Voilà des années que le narratif « climatique » occupe une large place dans l’information quotidienne. Le moindre événement (comme en ce moment avec les pluies importantes partout en France) fait l’objet de récits où l’émotionnel est omniprésent. Les multinationales et autres grosses entreprises font aussi l’objet de récit sur leur création, récit qui remplace l’historique d’antan. Le récit a produit une nouvelle caractéristique utile qui n’est pas anodine quant aux conséquences sur l’esprit de ceux qui y travaillent : l’ADN de l’entreprise. Le choix sémantique (mot de biologie) n’est pas hasardeux. Il confère à l’entité une caractéristique « naturelle », vivante, la rapprochant subtilement de l’humain par sa résonance sensible.
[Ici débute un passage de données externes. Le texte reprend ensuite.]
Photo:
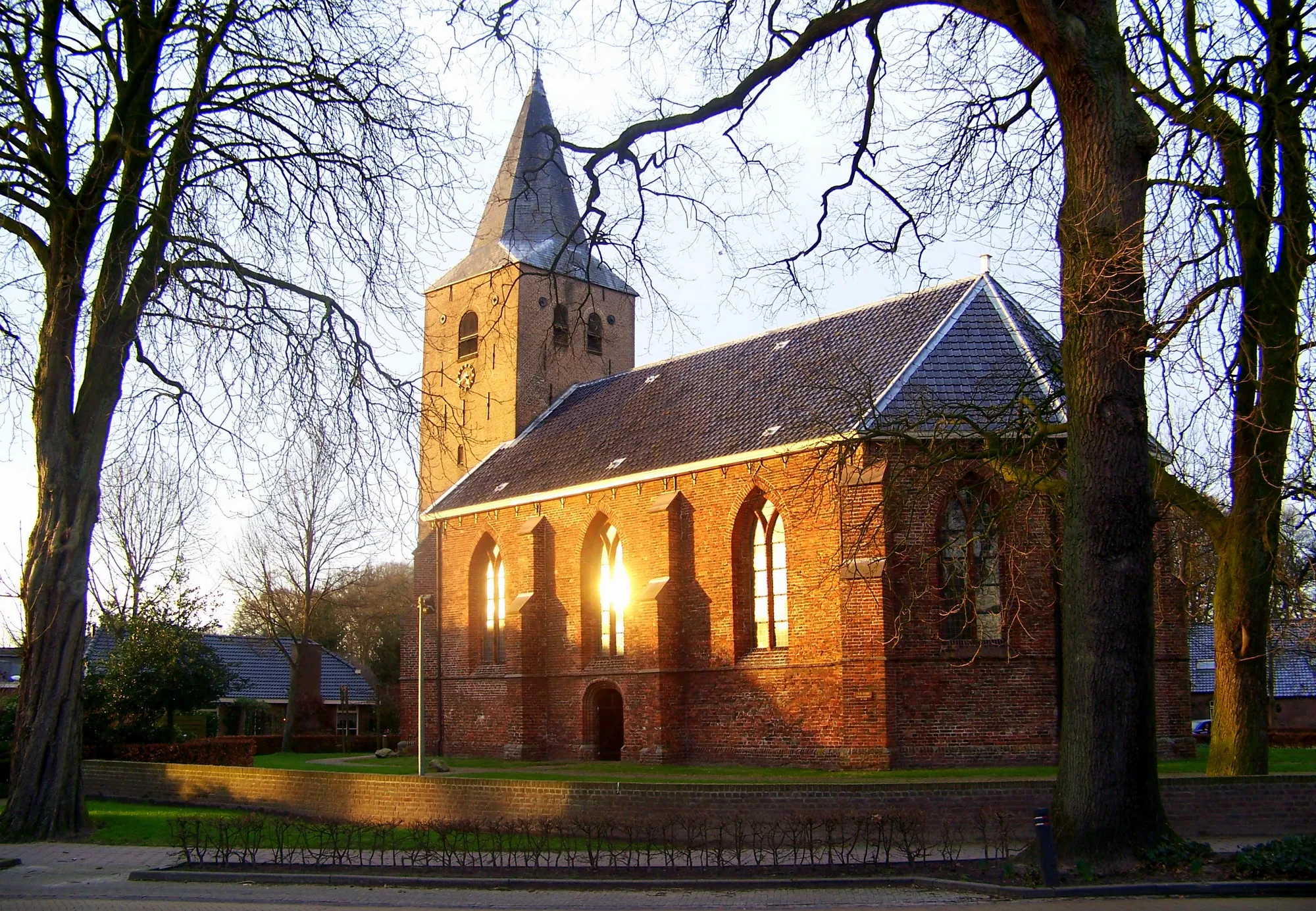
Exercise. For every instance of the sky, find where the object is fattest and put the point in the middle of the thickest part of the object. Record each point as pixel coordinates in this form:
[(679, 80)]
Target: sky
[(592, 94)]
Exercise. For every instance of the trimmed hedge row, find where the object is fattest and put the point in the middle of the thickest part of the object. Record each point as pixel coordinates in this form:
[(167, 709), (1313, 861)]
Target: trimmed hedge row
[(314, 743), (211, 751)]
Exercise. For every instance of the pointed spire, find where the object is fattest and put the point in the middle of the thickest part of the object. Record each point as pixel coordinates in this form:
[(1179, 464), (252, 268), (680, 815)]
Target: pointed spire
[(532, 215)]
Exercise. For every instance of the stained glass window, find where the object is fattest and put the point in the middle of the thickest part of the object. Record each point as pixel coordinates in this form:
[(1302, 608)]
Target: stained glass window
[(495, 608), (614, 595), (468, 336), (971, 568), (772, 622)]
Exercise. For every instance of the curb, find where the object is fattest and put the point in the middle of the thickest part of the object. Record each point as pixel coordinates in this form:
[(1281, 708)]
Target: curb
[(1243, 889)]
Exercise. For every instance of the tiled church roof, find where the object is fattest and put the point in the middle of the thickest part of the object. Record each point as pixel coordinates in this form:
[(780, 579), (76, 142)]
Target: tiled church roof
[(965, 348), (263, 670), (531, 216)]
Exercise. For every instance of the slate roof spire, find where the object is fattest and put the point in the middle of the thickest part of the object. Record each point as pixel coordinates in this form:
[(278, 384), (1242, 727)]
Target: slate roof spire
[(532, 216)]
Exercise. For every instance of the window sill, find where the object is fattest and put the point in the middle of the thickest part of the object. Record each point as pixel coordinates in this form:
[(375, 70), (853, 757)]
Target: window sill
[(969, 649), (765, 658)]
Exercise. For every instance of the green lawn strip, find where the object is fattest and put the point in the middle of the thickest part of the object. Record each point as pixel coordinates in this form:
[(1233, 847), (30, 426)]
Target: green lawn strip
[(122, 823), (1282, 760)]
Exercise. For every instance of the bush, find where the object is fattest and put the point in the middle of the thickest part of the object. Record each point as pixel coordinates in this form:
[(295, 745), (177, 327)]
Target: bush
[(1294, 856), (316, 743), (1175, 853), (219, 751)]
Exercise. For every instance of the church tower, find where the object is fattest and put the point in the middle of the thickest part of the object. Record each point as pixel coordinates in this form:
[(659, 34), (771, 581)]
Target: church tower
[(526, 315)]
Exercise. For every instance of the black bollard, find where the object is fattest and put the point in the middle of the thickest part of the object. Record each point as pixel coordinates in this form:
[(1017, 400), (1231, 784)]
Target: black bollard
[(1047, 847)]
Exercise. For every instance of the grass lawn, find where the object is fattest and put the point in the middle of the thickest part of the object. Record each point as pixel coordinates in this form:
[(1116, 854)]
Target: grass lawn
[(147, 824), (1282, 760)]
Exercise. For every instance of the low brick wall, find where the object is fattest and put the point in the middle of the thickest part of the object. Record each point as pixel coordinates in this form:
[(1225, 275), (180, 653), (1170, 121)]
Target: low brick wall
[(1276, 804)]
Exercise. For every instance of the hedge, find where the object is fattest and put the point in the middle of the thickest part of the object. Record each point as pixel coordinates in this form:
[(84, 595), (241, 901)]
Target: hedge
[(316, 743), (213, 751)]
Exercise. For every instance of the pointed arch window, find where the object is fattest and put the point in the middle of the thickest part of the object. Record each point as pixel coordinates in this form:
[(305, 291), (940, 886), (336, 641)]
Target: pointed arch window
[(971, 568), (495, 608), (468, 336), (614, 595), (772, 620), (561, 328)]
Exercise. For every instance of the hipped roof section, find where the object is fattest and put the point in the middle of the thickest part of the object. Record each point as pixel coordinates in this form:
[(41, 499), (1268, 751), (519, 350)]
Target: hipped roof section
[(965, 348), (531, 216)]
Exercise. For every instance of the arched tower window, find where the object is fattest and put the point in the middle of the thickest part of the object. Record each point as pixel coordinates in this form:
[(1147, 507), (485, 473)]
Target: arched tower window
[(971, 568), (561, 330), (468, 336), (772, 622), (614, 594)]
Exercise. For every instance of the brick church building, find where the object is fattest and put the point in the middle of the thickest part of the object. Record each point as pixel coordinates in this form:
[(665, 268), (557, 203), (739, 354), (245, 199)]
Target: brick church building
[(728, 556)]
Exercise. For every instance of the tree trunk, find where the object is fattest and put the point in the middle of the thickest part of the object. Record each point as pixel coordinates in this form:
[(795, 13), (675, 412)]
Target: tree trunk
[(45, 782), (1265, 394), (1107, 794), (1239, 719), (294, 691)]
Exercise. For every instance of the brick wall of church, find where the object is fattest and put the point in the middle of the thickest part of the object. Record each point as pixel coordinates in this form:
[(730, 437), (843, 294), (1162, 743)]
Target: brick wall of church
[(969, 702), (688, 694), (868, 681)]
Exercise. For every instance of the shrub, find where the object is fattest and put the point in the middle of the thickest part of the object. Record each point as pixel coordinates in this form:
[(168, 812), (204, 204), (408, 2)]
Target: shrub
[(1175, 852), (316, 743), (1294, 856), (219, 751)]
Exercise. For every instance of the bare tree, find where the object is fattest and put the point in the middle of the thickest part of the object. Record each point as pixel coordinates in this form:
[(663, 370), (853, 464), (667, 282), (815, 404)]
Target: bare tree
[(298, 554), (1232, 87), (194, 190), (149, 516)]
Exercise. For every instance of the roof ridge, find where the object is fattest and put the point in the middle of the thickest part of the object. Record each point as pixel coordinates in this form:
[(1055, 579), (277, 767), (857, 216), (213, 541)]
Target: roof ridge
[(765, 333), (928, 347), (1007, 312)]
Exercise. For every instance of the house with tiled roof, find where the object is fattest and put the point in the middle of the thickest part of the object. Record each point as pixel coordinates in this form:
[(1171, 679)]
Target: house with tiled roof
[(1292, 668), (744, 553), (257, 703)]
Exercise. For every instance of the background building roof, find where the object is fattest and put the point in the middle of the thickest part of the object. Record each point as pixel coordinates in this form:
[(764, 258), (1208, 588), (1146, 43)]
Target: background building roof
[(1293, 660), (264, 669), (964, 348)]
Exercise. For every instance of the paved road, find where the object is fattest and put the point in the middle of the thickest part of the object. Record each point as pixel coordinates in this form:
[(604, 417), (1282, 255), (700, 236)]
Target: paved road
[(60, 877)]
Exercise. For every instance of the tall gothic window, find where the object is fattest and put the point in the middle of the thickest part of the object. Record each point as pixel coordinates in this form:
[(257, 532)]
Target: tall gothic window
[(614, 595), (971, 568), (468, 336), (772, 622), (495, 608), (561, 328)]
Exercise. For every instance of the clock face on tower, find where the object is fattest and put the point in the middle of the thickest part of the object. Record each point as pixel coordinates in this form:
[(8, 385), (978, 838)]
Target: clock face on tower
[(467, 377)]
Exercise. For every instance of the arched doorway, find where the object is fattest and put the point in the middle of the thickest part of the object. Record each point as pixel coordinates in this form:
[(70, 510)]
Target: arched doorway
[(609, 723)]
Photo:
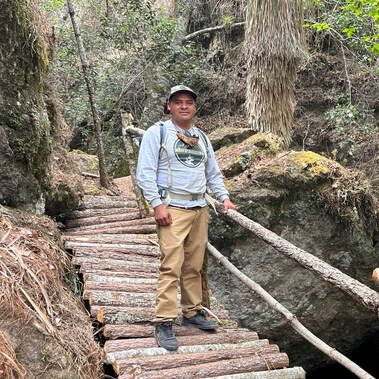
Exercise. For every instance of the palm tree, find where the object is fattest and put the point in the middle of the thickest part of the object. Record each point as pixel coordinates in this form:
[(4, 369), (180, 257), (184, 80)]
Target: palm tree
[(273, 44)]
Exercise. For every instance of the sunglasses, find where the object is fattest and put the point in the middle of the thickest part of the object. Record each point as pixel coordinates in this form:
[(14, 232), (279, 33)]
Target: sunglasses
[(191, 141)]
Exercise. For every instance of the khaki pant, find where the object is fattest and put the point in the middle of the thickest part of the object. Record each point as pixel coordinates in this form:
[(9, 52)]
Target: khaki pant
[(182, 246)]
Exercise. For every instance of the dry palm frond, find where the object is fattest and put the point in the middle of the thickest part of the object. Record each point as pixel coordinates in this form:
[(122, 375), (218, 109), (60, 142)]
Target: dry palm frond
[(273, 46), (31, 292)]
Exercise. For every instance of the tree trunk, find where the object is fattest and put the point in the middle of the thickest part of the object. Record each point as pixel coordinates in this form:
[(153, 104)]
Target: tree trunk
[(104, 180), (273, 46)]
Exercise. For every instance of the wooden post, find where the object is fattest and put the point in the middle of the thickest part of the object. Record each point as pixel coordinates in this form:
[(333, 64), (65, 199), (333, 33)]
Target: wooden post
[(204, 283)]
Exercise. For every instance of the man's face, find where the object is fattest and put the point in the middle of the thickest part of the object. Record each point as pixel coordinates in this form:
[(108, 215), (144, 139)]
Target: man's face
[(182, 107)]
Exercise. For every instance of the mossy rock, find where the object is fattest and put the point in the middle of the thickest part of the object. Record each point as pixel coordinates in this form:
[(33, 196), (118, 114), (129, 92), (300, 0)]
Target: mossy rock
[(23, 111), (237, 158), (122, 169), (227, 136)]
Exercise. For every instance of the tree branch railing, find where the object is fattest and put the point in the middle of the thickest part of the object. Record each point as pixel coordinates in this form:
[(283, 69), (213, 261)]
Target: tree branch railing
[(355, 289), (291, 318)]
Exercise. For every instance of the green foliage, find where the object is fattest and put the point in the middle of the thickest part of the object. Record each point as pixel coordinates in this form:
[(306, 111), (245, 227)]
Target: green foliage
[(52, 5), (128, 44), (351, 125), (354, 23)]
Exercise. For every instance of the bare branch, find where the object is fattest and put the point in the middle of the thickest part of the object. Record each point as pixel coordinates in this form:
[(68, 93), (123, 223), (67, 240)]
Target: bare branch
[(292, 320), (211, 30)]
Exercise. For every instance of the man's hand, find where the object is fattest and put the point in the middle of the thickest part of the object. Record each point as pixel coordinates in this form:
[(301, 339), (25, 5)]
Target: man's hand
[(162, 216), (228, 205)]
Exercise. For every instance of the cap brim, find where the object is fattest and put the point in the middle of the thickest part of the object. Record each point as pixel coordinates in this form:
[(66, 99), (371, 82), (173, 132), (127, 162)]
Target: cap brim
[(193, 94)]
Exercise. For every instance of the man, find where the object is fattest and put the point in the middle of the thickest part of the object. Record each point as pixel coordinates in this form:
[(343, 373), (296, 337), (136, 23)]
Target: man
[(176, 163)]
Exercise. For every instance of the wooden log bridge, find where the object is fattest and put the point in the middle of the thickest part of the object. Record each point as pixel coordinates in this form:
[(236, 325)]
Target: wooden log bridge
[(118, 254)]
En devenant employé dans une multinationale, on est invité à « intégrer l’ADN de l’entreprise », une façon subtile de transformer l’employé en une métonymie de l’entreprise.

(https://fr.wikipedia.org/wiki/M%C3%A9tonymie ).

Avec le GIEC et ses « experts », le récit du « dérèglement climatique » est entré dans le langage courant du moindre consommateur de bar. Le moindre orage important, la moindre chute de grêlons en été est mis sur le dos du « dérèglement climatique »… dont les activités humaines seraient les grandes responsables. Et c’est là que nous arrivons, selon moi, à une certaine confusion pour ne pas dire manipulation de la réflexion.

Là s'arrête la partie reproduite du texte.